Italie : Dégradation d’une plaque pour Liliana Segre, survivante de la Shoah
La sénatrice de 93 ans tire la sonnette d'alarme sur les divisions existant au sein de la société italienne depuis des années
Une plaque commémorative en l’honneur de la femme politique et survivante de la Shoah Liliana Segre a été dégradée à Saltrio, dans le nord de l’Italie, près de la frontière avec la Suisse.
Le nom de la sénatrice de 93 ans a été effacé avec un objet pointu. La plaque doit ainsi être remplacée et protégée à l’avenir par une vitre en plexiglas.
En tant que l’une des survivantes de la Shoah les plus entendues du pays, Segre tire la sonnette d’alarme sur les divisions existant au sein de la société italienne depuis des années.
Elle s’est exprimée au sujet des attaques du Hamas du 7 octobre lors d’une cérémonie en novembre dans une synagogue de Milan pour les victimes et les otages.

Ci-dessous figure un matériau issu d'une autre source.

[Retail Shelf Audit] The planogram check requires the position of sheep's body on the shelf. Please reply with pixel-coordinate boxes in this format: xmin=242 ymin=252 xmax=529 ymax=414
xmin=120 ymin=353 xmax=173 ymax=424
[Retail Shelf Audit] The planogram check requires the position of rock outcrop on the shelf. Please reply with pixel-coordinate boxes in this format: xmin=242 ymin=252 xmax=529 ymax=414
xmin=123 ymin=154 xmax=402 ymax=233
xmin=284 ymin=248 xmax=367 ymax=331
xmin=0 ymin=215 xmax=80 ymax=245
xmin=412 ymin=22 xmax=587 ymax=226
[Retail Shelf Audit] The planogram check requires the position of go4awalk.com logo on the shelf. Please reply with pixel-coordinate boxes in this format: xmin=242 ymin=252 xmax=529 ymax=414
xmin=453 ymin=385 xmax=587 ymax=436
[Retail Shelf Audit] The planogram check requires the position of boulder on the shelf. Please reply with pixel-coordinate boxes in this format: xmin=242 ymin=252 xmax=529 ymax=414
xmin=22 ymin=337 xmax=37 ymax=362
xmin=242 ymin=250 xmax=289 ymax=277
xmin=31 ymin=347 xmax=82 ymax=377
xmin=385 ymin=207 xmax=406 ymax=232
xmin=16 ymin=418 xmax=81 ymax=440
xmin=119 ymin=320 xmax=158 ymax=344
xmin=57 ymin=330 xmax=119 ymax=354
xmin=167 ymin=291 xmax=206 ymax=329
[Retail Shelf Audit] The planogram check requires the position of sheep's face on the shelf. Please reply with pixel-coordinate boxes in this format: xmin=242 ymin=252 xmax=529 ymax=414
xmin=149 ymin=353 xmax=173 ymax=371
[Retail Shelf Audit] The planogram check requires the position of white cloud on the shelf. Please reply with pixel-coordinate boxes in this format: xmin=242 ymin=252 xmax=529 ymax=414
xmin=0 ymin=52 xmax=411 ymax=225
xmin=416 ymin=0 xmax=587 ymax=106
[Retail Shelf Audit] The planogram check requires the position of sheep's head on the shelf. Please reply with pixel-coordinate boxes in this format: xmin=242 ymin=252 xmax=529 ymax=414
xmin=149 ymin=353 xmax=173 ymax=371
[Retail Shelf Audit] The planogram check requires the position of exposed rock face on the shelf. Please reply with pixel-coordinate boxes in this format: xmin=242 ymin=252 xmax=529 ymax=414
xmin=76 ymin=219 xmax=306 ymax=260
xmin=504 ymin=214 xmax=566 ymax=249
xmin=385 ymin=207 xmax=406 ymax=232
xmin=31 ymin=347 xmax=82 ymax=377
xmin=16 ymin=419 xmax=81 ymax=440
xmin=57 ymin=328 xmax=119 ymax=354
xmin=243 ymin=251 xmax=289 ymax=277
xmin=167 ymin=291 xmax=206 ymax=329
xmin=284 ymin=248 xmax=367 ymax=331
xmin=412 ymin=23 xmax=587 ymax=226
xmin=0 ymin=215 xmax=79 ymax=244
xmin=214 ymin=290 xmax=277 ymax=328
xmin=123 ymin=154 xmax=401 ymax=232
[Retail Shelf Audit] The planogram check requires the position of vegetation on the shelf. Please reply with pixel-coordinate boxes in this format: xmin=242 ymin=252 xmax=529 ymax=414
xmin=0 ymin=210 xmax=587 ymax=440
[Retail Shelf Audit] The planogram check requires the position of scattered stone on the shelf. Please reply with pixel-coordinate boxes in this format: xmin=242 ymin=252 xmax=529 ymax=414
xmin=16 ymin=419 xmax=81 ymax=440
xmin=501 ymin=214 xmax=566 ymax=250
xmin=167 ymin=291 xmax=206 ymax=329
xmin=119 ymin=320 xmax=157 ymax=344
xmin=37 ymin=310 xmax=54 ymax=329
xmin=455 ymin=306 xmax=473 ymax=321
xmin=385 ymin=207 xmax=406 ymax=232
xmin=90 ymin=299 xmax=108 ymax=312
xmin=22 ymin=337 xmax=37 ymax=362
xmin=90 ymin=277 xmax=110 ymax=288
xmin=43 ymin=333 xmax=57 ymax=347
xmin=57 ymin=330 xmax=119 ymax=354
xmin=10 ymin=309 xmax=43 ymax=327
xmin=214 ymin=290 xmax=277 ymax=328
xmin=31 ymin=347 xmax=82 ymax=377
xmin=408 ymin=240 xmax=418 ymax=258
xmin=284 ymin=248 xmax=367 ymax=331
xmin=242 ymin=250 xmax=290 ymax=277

È avvilente vedere che la targa dedicata a #LilianaSegre sia stata vandalizzata in provincia di Varese. Questo atto è vergognoso e inaccettabile. La storia di Liliana Segre e la sua lotta contro l'odio e l'antisemitismo dovrebbero essere rispettate e onorate da tutti. Condanniamo… pic.twitter.com/5eiyLR4RD9
— Enrico Borghi (@EnricoBorghi1) January 6, 2024
« Je n’ai pas envie de parler de ce sujet parce que sinon j’ai l’impression d’avoir vécu en vain », a-t-elle déclaré, qualifiant les images des attaques « d’une tristesse infinie ».
La position critique et les efforts infatigables de Liliana Segre pour avertir ses compatriotes des dangers de l’indifférence et de la haine ont fait d’elle une héroïne pour beaucoup – mais aussi une cible pour beaucoup d’autres. Faisant l’objet de multiples menaces de mort, Segre est sous protection policière depuis 2019.
Ses protestations insistantes et souvent poétiques sur la montée des idéologies d’extrême droite en Italie et en Europe résonnent depuis des années.
« La violence raciste est désormais un fleuve sans rives, le produit d’une folie collective sagement nourrie par les semeurs de haine », a-t-elle déclaré dans une interview à La Repubblica en 2018, peu après que le président Sergio Mattarella l’a nommée « sénatrice à vie » – une distinction réservée à cinq nominés présidentiels notables parmi les 321 législateurs du Sénat italien.
« Ceux qui, comme moi, ont vécu la guerre, sont habitués à l’idée de la mort et de la perte, et à la nécessité de résister, d’être forts et d’aller de l’avant », avait-elle ajouté.
Segre, militante de longue date pour l’éducation sur la Shoah, avait déjà 87 ans à l’époque de sa nomination, mais elle est rapidement devenue l’une des membres les plus visibles et actifs de la Chambre haute.
Elle a d’ailleurs créé une commission gouvernementale pour la lutte contre le racisme, un geste approuvé par le Sénat en 2019 malgré l’opposition de la Ligue du nord, un parti populiste de droite alors au pouvoir.
La France, l’Europe et les États-Unis connaissent une forte hausse de l’antisémitisme depuis les attaques du Hamas le 7 octobre contre le sud d’Israël. De nombreux graffitis, dégradations et actes antisémites ont ainsi été constatés.